The Congress leader, a former MP and diplomat, delivered a lecture titled ‘Democracy and Decentralisation’ in the city on Saturday.
Tracing the history of how the panchayat raj system was established, Aiyar said Mahatma Gandhi had wanted the system but Dr B.R. Ambedkar was against it. When the Constitution was drafted, it had only a single line on panchayat raj, Aiyar said.
Aiyar said after most state governments did not implement the system properly. Prime Minister Jawaharlal Nehru came up with a model panchayat raj Act. But, after Nehru’s death, the system became defunct in five to 10 years.
Rajiv Gandhi, when he was Prime Minister, toured nearly every part of rural India with an aim to firmly establish panchayat raj. Aiyar, who was joint secretary at the Prime Minister’s Office and Rajiv Gandhi’s schoolmate and friend, accompanied him on these tours.
“Rajiv wouldn’t consider who was in power. In Andhra Pradesh, he travelled with NTR to understand the rural governance system while in Karnataka he was very impressed by Chief Minister Ramakrishna Hegde, who was against the Congress. He mixed all his experiences to produce the ‘amrit’ of the panchayat raj system, and he made it constitutionally obligatory,” Aiyar said.
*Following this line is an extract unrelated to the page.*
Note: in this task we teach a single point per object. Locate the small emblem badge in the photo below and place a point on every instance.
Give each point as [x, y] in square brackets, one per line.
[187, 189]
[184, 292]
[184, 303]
Aiyar said there were 2.5 lakh village panchayats, and 34 lakh people were elected to them of whom 14 lakh were women. “India has more elected women than the rest of the world put together, but they are all poor and from SC/ST categories. It’s a tragedy that this great achievement is so little known because women of upper classes don’t get adequate representation in the Assembly,” he said.
Mohan Guruswamy, former adviser to the finance ministry in the Vajpayee government, who spoke at the event, said one of the government’s biggest expenditures was the high salaries of government employees due to which not enough people were employed to work in grassroots governance.
Guruswamy said the share of government expenditure in local government in India had remained at 11 per cent in spite of all the talk of decentralisation. “When I travel, after I go just 5 km on the highway, I immediately see there is no government, and there this plastic everywhere — in the drains and on the streets,” he said.
He described an incident which he said showed the attitude towards decentralisation. When he was working in the government, he had presented a paper on decentralisation to the CMs of all states. “After the presentation, then Chief Minister of Gujarat Keshubhai Patel had remarked ‘If we implement all of this, who will come to us?’,” Guruswamy said.